Auch pflanzensoziologisch ist diese Ausbreitungstendenz von Epilobium fleischeri bemerkenswert. So haben wir uns im Zuge eines grossen Kartierungsprojektes im Nationalpark Hohe Tauern ( WITTMANN et al. 2007) immer wieder gefragt, wie man die Saxifraga aizoides -reichen Pflanzengesellschaften an den dynamischen Ufern der Alpenbäche in subalpiner bis alpiner Lage des Ostalpenraumes pflanzensoziologisch taxieren soll. Aufgrund der Artenzusammensetzung kamen wir schliesslich zur Überzeugung, dass es sich dabei vielfach um ein Epilobietum fleischeri mit der fehlenden Charakterart – eben Epilobium fleischeri – handelt. Es ist geradezu faszinierend, dass die Ausbreitungstendenzen von Fleischers Weidenröschen gerade in diesen Phytozönosen Platz greifen, ein biologisches Phänomen, das jedoch die pflanzensoziologische Schlussfolgerung ausserordentlich gut bestätigt.
Schliesslich soll noch erwähnt werden, dass im Herbarium SZB ein von E. Stüber angefertigter Beleg von Epilobium fleischeri liegt, dessen Etikette den Fundort "hinteres Rauriser Tal" aufweist.

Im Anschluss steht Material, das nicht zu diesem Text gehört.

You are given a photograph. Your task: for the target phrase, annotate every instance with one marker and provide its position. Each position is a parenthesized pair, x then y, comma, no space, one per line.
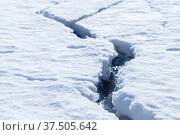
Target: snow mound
(148,86)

Dieser Fundort wird von uns hier jedoch nicht akzeptiert, zumal im Zuge derselben Aufsammlung auch andere, in Salzburg sehr seltene und im Raurisertal fehlende westalpine Arten belegt worden sind (z.B. Senecio cordatus ) und somit für alle diese Belege eine Etiketten- bzw. Fundortsverwechslung vorliegen dürfte.